Look Through Windows, Not At Them

On numerous occasions, Ben Thompson has made the point, “The more wedded we are to an idea, the harder it is to see the next thing.”


In 2012, then CEO of Microsoft Steve Ballmer said, “There’s nothing at Microsoft that’s more important than Windows.” In 2018, current CEO of Microsoft Satya Nadella wrote, “we can’t let any organizational boundaries get in the way of innovation for our customers,” as he announced how the company would divide up the Windows engineering team to place greater focus on cloud other non-Windows projects. 


Ballmer loved devices and saw Windows as the ultimate draw to the company, while Nadella realized they would have to add more emphasis on user experiences and leverage the operations behind those experiences (ex. Cloud). CEO success is a funny thing to measure, and without hindsight, we won’t really know how successful or not Nadella is until years into the future, but we can still point at the value and necessity of seeing the next thing.


Ballmer may have turned Windows and Office into profit machines, but did little to truly innovate. While Microsoft had been early to tablets and smartphones, the plug (and funding) was pulled when too much money was perceived to have been taken away from the old cash cows.
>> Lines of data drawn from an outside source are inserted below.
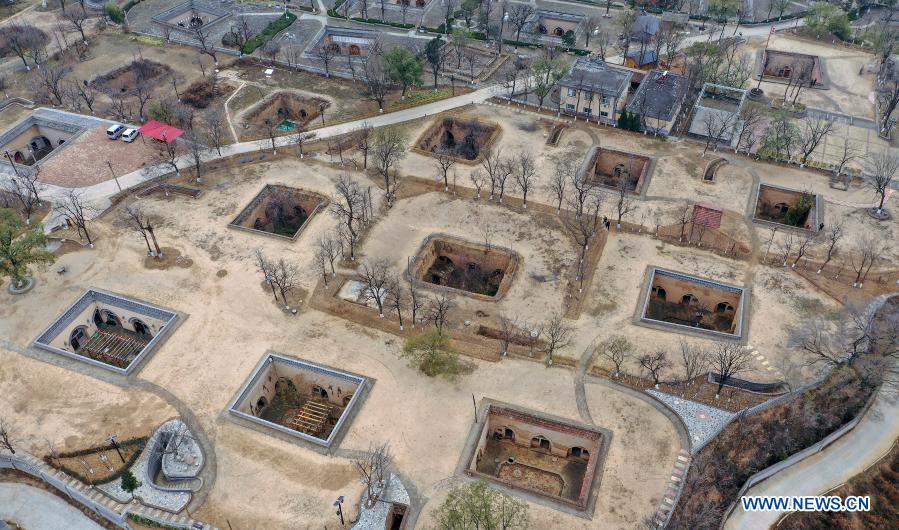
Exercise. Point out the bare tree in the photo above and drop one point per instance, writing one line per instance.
(76, 211)
(364, 134)
(525, 171)
(390, 148)
(442, 164)
(564, 168)
(518, 18)
(49, 80)
(654, 363)
(746, 127)
(373, 470)
(396, 297)
(349, 208)
(375, 77)
(214, 123)
(25, 189)
(624, 202)
(329, 247)
(862, 257)
(617, 350)
(728, 360)
(882, 167)
(557, 335)
(439, 310)
(508, 331)
(6, 441)
(375, 276)
(694, 360)
(207, 46)
(143, 224)
(478, 179)
(814, 131)
(77, 18)
(833, 236)
(416, 302)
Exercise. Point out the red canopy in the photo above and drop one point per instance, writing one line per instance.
(160, 131)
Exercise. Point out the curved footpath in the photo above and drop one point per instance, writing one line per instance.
(36, 509)
(839, 462)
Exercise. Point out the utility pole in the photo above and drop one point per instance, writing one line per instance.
(14, 168)
(115, 445)
(114, 177)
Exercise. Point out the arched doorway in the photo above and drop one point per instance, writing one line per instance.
(540, 442)
(78, 338)
(579, 452)
(140, 327)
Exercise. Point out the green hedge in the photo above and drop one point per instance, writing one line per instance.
(146, 521)
(115, 476)
(383, 22)
(269, 32)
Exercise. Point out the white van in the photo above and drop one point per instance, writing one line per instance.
(114, 131)
(129, 135)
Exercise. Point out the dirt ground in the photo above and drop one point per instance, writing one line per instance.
(848, 91)
(265, 481)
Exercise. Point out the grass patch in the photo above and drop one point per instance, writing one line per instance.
(269, 32)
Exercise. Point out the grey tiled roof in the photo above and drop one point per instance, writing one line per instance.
(598, 77)
(659, 96)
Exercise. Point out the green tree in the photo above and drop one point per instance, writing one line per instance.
(19, 252)
(403, 68)
(477, 506)
(115, 13)
(547, 73)
(434, 55)
(430, 352)
(130, 482)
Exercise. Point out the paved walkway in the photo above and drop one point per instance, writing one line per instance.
(36, 509)
(842, 460)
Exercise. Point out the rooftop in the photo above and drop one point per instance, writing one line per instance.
(659, 96)
(597, 76)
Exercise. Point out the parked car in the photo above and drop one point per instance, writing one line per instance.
(129, 135)
(114, 131)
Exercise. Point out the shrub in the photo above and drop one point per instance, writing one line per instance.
(199, 94)
(115, 13)
(431, 353)
(269, 32)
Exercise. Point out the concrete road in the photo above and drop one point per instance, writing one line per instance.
(36, 509)
(839, 462)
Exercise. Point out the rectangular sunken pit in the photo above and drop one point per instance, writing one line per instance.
(615, 169)
(695, 304)
(525, 450)
(299, 398)
(783, 66)
(279, 211)
(466, 140)
(467, 268)
(107, 330)
(785, 207)
(191, 16)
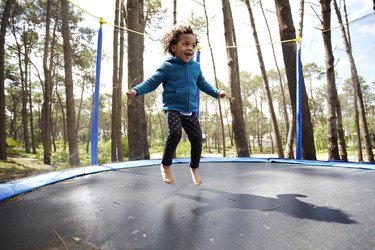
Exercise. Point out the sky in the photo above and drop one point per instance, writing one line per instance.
(361, 16)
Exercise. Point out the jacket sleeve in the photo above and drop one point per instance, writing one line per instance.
(152, 82)
(207, 88)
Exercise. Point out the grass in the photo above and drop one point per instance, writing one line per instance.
(20, 165)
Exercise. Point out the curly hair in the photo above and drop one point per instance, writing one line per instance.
(171, 38)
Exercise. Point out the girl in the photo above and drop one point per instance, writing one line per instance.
(181, 78)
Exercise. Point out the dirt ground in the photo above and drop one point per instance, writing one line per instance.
(20, 167)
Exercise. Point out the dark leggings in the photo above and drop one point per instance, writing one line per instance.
(176, 122)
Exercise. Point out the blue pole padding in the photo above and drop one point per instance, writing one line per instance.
(299, 106)
(95, 113)
(198, 60)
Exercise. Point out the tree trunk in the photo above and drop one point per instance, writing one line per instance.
(357, 87)
(287, 32)
(47, 93)
(238, 123)
(4, 23)
(69, 87)
(118, 55)
(285, 110)
(275, 127)
(216, 80)
(332, 147)
(137, 138)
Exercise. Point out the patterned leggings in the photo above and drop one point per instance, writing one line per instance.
(176, 122)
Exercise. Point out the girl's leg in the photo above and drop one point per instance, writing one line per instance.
(173, 138)
(194, 132)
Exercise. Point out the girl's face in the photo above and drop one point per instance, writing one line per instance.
(185, 47)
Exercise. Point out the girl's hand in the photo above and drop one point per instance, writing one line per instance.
(222, 94)
(131, 93)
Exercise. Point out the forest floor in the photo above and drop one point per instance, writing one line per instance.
(21, 166)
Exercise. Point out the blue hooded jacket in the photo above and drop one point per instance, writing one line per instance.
(180, 83)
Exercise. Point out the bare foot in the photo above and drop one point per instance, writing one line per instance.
(166, 173)
(196, 176)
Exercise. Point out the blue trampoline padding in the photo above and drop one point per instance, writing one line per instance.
(17, 187)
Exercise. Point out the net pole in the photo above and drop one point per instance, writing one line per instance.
(95, 113)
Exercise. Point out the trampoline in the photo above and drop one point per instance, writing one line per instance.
(242, 204)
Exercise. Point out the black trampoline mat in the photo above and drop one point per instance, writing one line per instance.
(239, 206)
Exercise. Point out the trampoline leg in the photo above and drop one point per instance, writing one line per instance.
(166, 173)
(196, 176)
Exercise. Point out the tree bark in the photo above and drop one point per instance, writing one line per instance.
(287, 32)
(357, 86)
(238, 123)
(275, 127)
(332, 146)
(137, 124)
(4, 23)
(47, 93)
(69, 87)
(118, 51)
(216, 80)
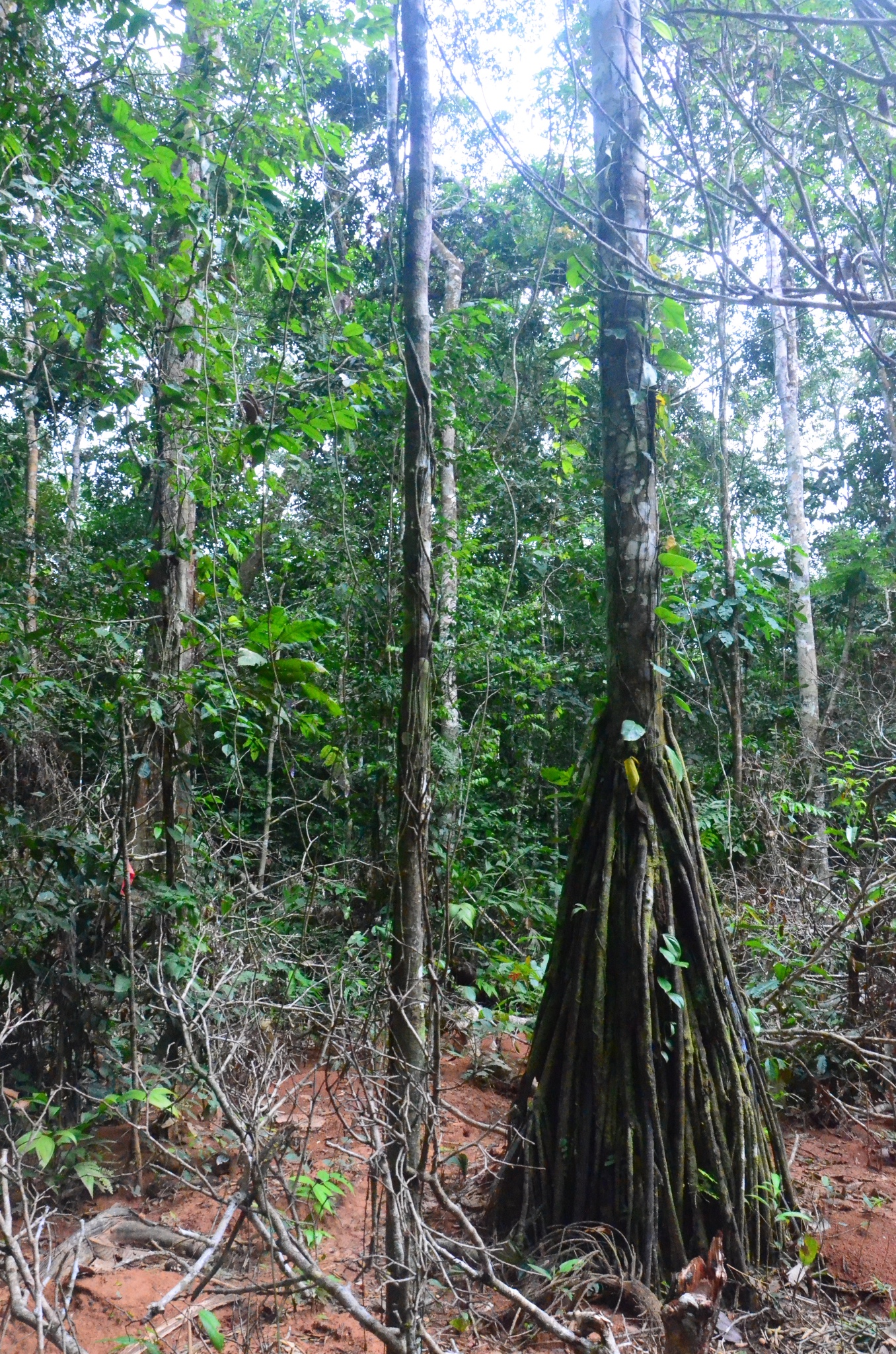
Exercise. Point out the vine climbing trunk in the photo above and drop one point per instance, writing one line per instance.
(406, 1016)
(734, 691)
(449, 572)
(643, 1103)
(33, 466)
(787, 378)
(163, 794)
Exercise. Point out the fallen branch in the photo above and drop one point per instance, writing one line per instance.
(239, 1201)
(22, 1280)
(548, 1323)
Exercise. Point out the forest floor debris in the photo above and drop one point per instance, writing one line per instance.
(133, 1249)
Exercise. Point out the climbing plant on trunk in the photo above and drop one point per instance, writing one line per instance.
(643, 1103)
(406, 1017)
(164, 794)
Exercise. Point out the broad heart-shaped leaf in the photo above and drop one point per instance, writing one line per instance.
(555, 776)
(672, 313)
(662, 29)
(44, 1146)
(677, 766)
(211, 1326)
(249, 658)
(276, 629)
(672, 559)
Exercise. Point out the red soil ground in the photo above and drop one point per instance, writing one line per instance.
(842, 1177)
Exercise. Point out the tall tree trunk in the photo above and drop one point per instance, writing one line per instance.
(75, 488)
(406, 1017)
(449, 572)
(735, 661)
(787, 378)
(33, 465)
(393, 80)
(165, 793)
(643, 1104)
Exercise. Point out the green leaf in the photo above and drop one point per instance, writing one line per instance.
(151, 296)
(465, 913)
(672, 360)
(670, 949)
(662, 29)
(677, 766)
(321, 696)
(555, 776)
(680, 563)
(93, 1174)
(249, 658)
(44, 1146)
(211, 1326)
(672, 313)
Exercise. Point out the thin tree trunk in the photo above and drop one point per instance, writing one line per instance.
(735, 687)
(32, 483)
(643, 1104)
(175, 523)
(889, 415)
(406, 1017)
(129, 941)
(75, 488)
(787, 378)
(391, 107)
(449, 572)
(268, 798)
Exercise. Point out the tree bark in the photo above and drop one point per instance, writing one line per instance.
(33, 466)
(787, 378)
(734, 700)
(449, 580)
(643, 1104)
(165, 790)
(391, 108)
(75, 488)
(406, 1017)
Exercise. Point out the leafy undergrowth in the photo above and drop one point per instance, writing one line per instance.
(844, 1300)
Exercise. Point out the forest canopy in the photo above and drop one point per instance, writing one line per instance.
(447, 555)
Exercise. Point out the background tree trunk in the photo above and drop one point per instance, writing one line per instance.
(164, 794)
(787, 378)
(734, 696)
(33, 466)
(406, 1019)
(75, 488)
(449, 572)
(643, 1103)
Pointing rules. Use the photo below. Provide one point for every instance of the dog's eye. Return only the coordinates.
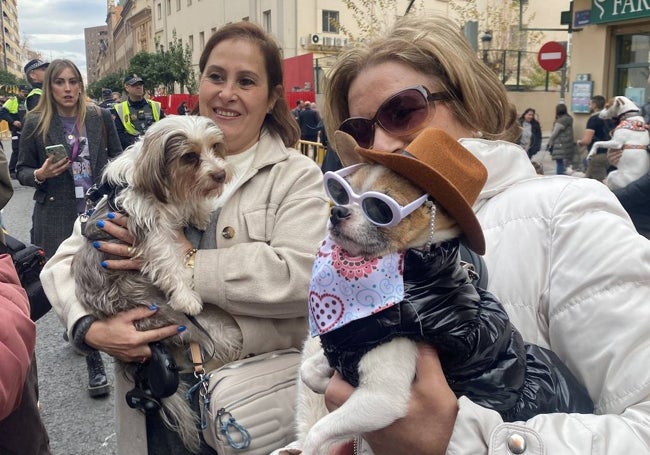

Defending the old things can be very profitable for a time, but it will never secure one’s place in the future. A balance is always required. 


No matter where we sit in our organizations we should remember that our ability to see “the next thing” is incumbent on our ability to let go of current beliefs and understandings. Every company has their equivalent Courier and Zune – the new ideas that got dwarfed by the old ones, never getting a proper chance to develop. While we don’t want to just chase the new-new thing, we always want to be testing our own adaptability by experimenting with new ideas. 


Our customers, our people, our competitors – they know stuff. We can’t get married to ideas if we also want to find the next thing. Learn from Ballmer and Nadella. Look through windows, not just at them.